I just bought some Lye from a Hardware store that was listed to open clogged drains. It says that it is 100% Sodium Hydroxide. Is this safe to use for soap? It has no other ingredients. I'm just kind of iffy about it because it is listed as a drain opener. I would like to know soon so I can go buy the rest of my supplies. Thanks so much! Megan


----------



## Prickle (May 9, 2009)

I used to buy Red Devil lye for making soap with the rest of the drain openers at the grocery store.

If it's 100% lye it's fine.

And it does work great on clogged drains too


----------



## suzyhomemaker09 (Sep 24, 2004)

Sodium Hydroxide = Lye

It's just fine to use as it's the same thing.


----------



## BlsdMama (Dec 28, 2008)

What's the brand name if you don't mind my asking?


----------



## fransean (Dec 21, 2002)

If it is Rooto brand then ...yep that's the stuff. I think it reads "100% lye drain cleaner" on the label and it comes in a white plastic container (1lb).

I always look for my lye in with the drain cleaners in the hardware stores. They are always found in the plumbing section. It is funny in quite a few hardware stores if you tell them you are looking for lye to make soap they know right away which one you should buy. We have all been educating them ...LOL


----------



## RVcook (Mar 29, 2008)

fransean said:


> If it is Rooto brand then ...yep that's the stuff. I think it reads "100% lye drain cleaner" on the label and it comes in a white plastic container (1lb).
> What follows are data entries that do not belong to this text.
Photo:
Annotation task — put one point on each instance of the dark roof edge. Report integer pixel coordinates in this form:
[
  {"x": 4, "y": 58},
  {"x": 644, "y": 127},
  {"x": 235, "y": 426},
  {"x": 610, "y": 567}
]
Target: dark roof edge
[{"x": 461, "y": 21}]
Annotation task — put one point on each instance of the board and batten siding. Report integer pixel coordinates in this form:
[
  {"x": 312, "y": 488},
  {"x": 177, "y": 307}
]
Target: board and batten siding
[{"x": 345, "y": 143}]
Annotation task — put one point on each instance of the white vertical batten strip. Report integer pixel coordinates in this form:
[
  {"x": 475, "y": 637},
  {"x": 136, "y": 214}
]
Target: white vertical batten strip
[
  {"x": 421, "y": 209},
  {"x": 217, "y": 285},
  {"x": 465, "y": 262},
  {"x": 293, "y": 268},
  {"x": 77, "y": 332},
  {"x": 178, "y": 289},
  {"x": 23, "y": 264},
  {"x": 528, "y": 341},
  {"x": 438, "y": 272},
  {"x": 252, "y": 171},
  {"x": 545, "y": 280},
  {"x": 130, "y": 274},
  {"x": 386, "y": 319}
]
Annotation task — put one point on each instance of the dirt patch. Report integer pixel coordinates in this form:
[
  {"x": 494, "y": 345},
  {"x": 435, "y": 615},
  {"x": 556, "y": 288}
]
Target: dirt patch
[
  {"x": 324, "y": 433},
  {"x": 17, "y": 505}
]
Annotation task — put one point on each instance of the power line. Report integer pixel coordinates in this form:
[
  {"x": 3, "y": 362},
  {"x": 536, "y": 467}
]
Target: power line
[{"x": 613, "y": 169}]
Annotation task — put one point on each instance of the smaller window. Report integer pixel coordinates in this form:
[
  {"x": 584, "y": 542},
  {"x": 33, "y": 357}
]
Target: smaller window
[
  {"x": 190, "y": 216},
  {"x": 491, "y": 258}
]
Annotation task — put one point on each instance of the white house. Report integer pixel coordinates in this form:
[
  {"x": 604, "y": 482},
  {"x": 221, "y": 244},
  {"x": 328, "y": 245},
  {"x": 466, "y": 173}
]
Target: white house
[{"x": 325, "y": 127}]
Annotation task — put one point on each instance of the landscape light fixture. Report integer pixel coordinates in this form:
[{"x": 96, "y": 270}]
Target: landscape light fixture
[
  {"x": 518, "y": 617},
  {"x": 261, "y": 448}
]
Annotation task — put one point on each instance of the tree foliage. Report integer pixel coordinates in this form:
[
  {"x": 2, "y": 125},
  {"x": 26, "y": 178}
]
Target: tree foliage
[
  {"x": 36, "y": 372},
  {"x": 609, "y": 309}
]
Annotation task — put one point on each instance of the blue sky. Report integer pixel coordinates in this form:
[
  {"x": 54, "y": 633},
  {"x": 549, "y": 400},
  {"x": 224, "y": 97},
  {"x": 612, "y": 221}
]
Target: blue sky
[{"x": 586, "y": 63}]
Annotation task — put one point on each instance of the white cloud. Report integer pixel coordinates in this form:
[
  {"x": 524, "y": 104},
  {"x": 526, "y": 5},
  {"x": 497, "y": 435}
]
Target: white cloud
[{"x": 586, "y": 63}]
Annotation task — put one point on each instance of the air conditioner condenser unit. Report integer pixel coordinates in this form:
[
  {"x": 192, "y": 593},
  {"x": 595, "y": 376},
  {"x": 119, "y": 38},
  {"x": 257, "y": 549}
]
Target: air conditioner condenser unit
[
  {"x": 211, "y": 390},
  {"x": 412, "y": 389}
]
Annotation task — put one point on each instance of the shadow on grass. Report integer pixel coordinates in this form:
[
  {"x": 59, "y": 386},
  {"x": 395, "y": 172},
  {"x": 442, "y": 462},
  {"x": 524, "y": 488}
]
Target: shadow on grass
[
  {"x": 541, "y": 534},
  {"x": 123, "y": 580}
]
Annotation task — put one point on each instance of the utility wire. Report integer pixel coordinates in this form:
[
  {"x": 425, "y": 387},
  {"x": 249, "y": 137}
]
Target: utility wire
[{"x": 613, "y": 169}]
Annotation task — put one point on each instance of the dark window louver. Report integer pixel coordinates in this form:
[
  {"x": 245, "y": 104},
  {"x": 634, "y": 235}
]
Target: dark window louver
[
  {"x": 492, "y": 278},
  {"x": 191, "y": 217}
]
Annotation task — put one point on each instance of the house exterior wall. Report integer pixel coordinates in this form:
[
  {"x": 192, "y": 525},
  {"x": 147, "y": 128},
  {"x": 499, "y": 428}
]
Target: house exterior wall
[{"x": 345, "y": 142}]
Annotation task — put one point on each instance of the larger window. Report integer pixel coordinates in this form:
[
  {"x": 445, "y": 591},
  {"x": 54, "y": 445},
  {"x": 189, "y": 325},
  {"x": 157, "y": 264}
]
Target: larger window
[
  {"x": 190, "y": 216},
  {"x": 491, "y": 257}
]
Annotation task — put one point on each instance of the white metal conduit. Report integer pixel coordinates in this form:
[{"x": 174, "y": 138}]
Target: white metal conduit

That's the brand I use and purchase it by the case. It's the correct product for soap making.

RVcook


----------



## Jen21121 (Aug 2, 2009)

I live in Indianapolis as well and I'm having a terrible time finding lye! Where did you finally track it down?? I would really appreciate your response. Thanks! And good luck to both of us with our soap making!


----------



## bowdonkey (Oct 6, 2007)

Jen, up here it can be found at Menards. It's with all the other household cleaner stuff.


----------



## Jen21121 (Aug 2, 2009)

Thank you! I found it - Rooto! Made my first batch today. Here's hoping it turns out!

Appreciate all your help!


----------



## bowdonkey (Oct 6, 2007)

Jen, if you get semi serious about soap making, it might be a good idea to stock up everytime you can. Up here I have to go slow because too many bottles of lye purchased at once brings you under the scrutiny of the law. So everytime I'm in Menards I grab a bottle or two.


----------



## Madfarmer (Mar 22, 2008)

Any major city should have someplace that carries sodium hydroxide. Check out places that make biodiesel.

Madfarmer


----------